Additionally, zinc finger protein 423 (ZFP423) blocks genes that control thermogenesis. Genetically engineering mice that lacked ZFP423 in their fat cells also had increased thermogenesis, protecting them from weight gain during mistimed feeding.
“We discovered that there are daily circadian rhythms of creatine metabolism in fat cells,” explained Dr. Chelsea Hepler, lead author of the study and postdoctoral fellow at Northwestern University. “When mice eat only during their normal active period, they expend more energy through elevated creatine futile cycling. However, when food is provided only during the time when mice are normally sleeping, the mice have reduced energy expenditure since the timing of their food intake is misaligned with creatine metabolism.”
“Our findings reveal that aligning food intake with circadian rhythms in adipocyte creatine thermogenesis improves metabolic health,” Hepler summarized.
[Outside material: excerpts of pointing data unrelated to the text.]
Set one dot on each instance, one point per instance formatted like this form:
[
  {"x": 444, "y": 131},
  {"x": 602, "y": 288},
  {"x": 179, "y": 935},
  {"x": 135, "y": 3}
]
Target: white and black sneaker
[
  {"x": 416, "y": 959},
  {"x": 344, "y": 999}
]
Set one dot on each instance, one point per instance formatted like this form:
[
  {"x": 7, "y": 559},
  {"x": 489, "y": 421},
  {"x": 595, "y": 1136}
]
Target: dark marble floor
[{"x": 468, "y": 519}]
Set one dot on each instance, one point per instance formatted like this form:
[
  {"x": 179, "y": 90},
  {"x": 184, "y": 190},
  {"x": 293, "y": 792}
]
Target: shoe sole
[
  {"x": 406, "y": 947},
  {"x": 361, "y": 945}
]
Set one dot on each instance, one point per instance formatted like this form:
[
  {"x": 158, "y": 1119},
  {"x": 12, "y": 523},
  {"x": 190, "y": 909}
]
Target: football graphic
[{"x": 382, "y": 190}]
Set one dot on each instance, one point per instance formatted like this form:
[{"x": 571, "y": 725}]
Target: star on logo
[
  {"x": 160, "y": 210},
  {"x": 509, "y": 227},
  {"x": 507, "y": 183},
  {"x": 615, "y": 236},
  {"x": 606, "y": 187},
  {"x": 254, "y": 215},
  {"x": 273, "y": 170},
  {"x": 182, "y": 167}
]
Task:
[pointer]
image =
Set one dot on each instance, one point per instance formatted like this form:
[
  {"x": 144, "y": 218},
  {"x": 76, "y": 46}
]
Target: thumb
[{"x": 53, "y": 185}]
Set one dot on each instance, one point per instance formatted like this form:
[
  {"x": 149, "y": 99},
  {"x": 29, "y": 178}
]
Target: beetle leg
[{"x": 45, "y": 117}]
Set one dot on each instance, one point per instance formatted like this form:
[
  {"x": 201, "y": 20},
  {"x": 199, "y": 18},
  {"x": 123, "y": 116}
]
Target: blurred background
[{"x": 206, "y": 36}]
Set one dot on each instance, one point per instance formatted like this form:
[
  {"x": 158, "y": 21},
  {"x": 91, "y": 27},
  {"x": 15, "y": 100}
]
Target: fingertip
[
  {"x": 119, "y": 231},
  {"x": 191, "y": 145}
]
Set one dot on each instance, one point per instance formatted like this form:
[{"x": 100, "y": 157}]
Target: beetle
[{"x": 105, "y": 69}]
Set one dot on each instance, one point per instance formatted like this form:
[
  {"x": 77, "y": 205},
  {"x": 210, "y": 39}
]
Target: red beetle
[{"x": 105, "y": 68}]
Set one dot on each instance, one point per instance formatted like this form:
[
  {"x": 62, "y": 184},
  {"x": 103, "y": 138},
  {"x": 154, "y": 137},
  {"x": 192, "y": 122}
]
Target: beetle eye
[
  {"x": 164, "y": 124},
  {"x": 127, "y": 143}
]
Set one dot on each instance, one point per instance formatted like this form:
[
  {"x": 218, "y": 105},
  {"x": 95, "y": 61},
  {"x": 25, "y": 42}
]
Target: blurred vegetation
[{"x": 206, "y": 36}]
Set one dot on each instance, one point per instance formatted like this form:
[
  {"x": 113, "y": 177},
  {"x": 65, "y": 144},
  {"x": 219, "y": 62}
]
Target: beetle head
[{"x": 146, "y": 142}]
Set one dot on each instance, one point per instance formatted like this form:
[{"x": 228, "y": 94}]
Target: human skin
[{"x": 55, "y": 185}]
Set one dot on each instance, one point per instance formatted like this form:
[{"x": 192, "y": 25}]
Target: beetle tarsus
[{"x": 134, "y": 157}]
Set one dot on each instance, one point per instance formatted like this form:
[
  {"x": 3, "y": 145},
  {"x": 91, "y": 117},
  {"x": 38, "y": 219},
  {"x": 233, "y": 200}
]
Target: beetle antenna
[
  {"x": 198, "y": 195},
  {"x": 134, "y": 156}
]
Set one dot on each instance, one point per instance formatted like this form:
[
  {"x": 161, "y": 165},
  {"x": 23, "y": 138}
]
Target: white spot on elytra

Do TRF benefits extend to humans?
Overall, these results broaden our understanding of the effects of TRF, suggesting the promise of this approach for weight loss or improving metabolic health. The researchers also suggest that frequent changes to the circadian clock and feeding schedules in people could worsen metabolic diseases, particularly for shift workers or those experiencing sleep loss, though further work is required to validate these findings in humans.
“The study was only performed in mice, though prior work by other labs showed that human adipocytes are capable of utilizing creatine to expend energy,” Hepler elaborated. “It will be critical to identify whether a similar pathway is elevated in humans during time-restricted feeding.”
Reference: Hepler C, Weidemann BJ, Waldeck NJ, et al. Time-restricted feeding mitigates obesity through adipocyte thermogenesis. Science. 2022;378(6617):276-284. doi: 10.1126/science.abl8007
Dr. Chelsea Hepler was speaking to Sarah Whelan, Science Writer for Technology Networks.